Brexit輸入関税・VAT計算機
Brexit後のイギリス・EU間の取引にかかる税金と総費用を予測します。
輸入トータルコスト推算
Brexit後の貿易ガイド:イギリス・EU間の関税とVATの仕組み
2021年1月1日、イギリスはEUの単一市場および関税同盟から正式に離脱しました。これにより、かつて「国内取引」のようにスムーズだったイギリスとEU諸国間の商品の移動は、すべて「輸出入」として扱われることになりました。
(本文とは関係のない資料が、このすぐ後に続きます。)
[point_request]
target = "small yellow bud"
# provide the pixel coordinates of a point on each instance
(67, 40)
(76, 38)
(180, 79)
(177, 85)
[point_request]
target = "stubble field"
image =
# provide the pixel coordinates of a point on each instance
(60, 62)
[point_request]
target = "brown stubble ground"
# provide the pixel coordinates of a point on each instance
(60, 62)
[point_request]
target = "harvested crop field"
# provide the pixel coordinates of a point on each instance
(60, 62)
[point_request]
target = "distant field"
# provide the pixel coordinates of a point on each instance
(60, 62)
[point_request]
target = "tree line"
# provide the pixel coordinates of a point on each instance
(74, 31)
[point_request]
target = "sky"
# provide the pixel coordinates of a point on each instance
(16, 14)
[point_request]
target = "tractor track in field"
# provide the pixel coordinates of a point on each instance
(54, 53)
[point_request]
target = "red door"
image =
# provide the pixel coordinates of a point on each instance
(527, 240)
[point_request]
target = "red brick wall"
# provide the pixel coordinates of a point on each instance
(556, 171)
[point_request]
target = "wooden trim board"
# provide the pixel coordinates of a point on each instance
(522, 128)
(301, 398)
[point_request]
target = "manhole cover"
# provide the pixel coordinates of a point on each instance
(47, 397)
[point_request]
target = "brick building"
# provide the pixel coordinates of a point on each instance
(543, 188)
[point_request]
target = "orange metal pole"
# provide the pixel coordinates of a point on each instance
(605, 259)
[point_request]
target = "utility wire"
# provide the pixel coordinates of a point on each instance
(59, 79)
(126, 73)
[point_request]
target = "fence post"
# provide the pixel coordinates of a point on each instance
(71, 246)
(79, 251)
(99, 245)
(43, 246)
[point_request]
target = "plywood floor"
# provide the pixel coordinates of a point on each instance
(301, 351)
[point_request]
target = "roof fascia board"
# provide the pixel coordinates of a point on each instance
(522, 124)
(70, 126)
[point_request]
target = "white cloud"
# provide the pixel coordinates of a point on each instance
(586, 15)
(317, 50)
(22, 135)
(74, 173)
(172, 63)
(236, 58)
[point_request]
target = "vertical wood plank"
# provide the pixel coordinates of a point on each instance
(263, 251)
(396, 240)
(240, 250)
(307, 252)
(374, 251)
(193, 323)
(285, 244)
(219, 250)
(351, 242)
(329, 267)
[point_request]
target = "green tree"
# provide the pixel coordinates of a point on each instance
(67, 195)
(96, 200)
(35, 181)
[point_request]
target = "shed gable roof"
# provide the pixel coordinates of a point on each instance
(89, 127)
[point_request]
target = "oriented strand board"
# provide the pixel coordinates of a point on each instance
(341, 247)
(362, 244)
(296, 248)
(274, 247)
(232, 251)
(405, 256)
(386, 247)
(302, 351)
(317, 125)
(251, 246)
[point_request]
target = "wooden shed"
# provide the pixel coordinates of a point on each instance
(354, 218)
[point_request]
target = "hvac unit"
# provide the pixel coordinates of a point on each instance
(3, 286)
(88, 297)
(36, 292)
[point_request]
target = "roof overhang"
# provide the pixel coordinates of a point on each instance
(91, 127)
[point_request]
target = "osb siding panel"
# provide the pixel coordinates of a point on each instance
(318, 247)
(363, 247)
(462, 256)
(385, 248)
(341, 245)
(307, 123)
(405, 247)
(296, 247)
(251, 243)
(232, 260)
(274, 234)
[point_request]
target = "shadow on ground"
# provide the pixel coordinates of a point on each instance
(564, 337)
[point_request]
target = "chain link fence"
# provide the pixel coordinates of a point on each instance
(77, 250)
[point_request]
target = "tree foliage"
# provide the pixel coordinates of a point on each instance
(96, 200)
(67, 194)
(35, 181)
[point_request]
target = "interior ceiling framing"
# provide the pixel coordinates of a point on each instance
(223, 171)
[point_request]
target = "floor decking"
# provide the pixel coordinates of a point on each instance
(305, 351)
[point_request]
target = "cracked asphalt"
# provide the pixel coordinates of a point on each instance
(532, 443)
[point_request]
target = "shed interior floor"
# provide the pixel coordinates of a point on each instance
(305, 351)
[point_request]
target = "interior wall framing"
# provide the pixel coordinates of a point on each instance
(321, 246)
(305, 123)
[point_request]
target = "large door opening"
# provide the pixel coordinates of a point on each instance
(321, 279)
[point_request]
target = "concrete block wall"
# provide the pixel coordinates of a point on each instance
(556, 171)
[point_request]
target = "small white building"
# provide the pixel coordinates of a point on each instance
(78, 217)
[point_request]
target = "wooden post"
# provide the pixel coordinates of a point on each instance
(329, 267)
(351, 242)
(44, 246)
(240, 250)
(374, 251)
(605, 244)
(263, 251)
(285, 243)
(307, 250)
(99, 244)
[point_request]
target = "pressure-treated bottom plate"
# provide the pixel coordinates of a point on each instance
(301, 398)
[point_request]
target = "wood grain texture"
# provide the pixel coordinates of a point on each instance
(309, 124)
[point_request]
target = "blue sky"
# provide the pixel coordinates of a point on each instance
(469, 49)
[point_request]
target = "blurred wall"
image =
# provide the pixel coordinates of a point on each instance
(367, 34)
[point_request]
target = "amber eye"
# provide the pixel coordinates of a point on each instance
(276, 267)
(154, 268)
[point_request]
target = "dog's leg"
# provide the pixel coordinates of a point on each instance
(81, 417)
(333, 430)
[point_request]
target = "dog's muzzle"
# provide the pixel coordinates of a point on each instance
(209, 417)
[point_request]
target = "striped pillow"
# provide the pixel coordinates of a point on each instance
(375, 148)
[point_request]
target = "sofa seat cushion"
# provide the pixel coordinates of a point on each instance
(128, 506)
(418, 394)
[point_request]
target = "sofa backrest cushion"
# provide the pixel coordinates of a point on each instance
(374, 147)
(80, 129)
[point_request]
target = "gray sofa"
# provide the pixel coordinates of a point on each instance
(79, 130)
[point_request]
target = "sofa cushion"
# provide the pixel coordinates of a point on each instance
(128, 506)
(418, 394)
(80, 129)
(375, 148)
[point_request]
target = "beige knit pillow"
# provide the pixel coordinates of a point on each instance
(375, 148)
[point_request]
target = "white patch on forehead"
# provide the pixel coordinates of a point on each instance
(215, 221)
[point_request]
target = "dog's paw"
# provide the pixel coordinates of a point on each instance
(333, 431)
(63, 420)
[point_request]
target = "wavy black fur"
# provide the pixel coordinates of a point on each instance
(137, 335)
この変化は、ビジネスの現場だけでなく、海外通販を利用する個人ユーザーにも大きな影響を及ぼしています。本記事では、ポスト離脱期における関税計算のポイントと、覚えておくべき重要用語を徹底解説します。
1. 関税がかかる場合とかからない場合
イギリスとEUの間には「貿易協力協定(TCA)」が締結されており、基本的には**関税ゼロ(無関税)**での取引が維持されています。しかし、これには「原産地規則」という厳しい条件があります。
原産地規則(Rules of Origin)とは?
単にイギリスから発送されたというだけでは無関税にはなりません。その商品の価値の大部分がイギリス(またはEU)国内で生み出されたものである必要があります。例えば、中国製の部品をイギリスで箱に詰めただけのものをEUに送る場合、それは「中国製」とみなされ、所定の関税が課されます。
2. 課税価格(Customs Value)の計算方法
関税やVATは、商品そのものの代金にだけかかるわけではありません。一般的に以下の合計が「課税価格」となります。
- 商品代金: 実際の取引価格
- 送料: 輸出入にかかる運賃
- 保険料: 運送保険などの費用
- その他: 梱包費や手数料など
当計算機では、これらを合算して「関税額」を算出し、その関税額を含めた合計に対して「VAT」を計算します。これが国際標準の算出フローです。
3. VAT(付加価値税)の扱い
離脱後、最も混乱を招いたのがVATの支払いです。イギリスからEUへ送る場合、イギリス国内のVAT(20%)は免税(ゼロレート)となりますが、代わりに**輸入先の国でのVAT**を支払う必要があります。
これは、商品を受け取る際に配送業者から請求されることが多く、想定外の出費としてトラブルになりやすいポイントです。企業間取引(B2B)の場合は、VATの「後払い申告(PVA)」という制度を利用してキャッシュフローを改善することも可能ですが、事前のEORI番号取得が必須となります。
4. 手続きに必要な「EORI番号」と「HSコード」
Brexit後の貿易において、以下の2つは避けて通れません。
- EORI番号(事業者識別番号): 通関手続きで事業者を特定するためのIDです。イギリス用とEU用の2種類が必要になる場合があります。
- HSコード(商品分類コード): 世界共通の番号で、その商品が「何か」を税関に示すものです。この番号によって関税率が決まります。正しく分類しないと、過剰な税金を払ったり、罰金を科されたりするリスクがあります。
5. 個人が越境EC(海外購入)を利用する際の注意点
イギリスのブランドから直接商品を購入する場合、以下の点に注意してください。
- 135ポンド(約150ユーロ)の壁: 低額商品の場合、決済時にVATが徴収される仕組みになっています。それを超えると、輸入時に徴収されます。
- 通関手数料: 税金以外に、DHLやFedExなどの配送業者が「通関代行手数料」として10ポンド〜20ポンド程度を上乗せして請求することが一般的です。
- ギフト扱い: 家族からの贈り物なども、金額によっては課税対象となります。
最新情報をチェック
貿易ルールは政治情勢により随時変更されます。特に「ウィンザー枠組み」などの北アイルランド関連のルールは複雑です。正確な税率や手続きについては、常に公式の政府ウェブサイト(GOV.UK等)を確認してください。
まとめ
Brexitは、イギリス・EU間の貿易に新たな壁を作りましたが、ルールを正しく理解し、事前にコストをシミュレーションしておくことで、ビジネスの遅延や予期せぬコスト増を防ぐことができます。当計算機を活用して、健全な国際取引の一助としていただければ幸いです。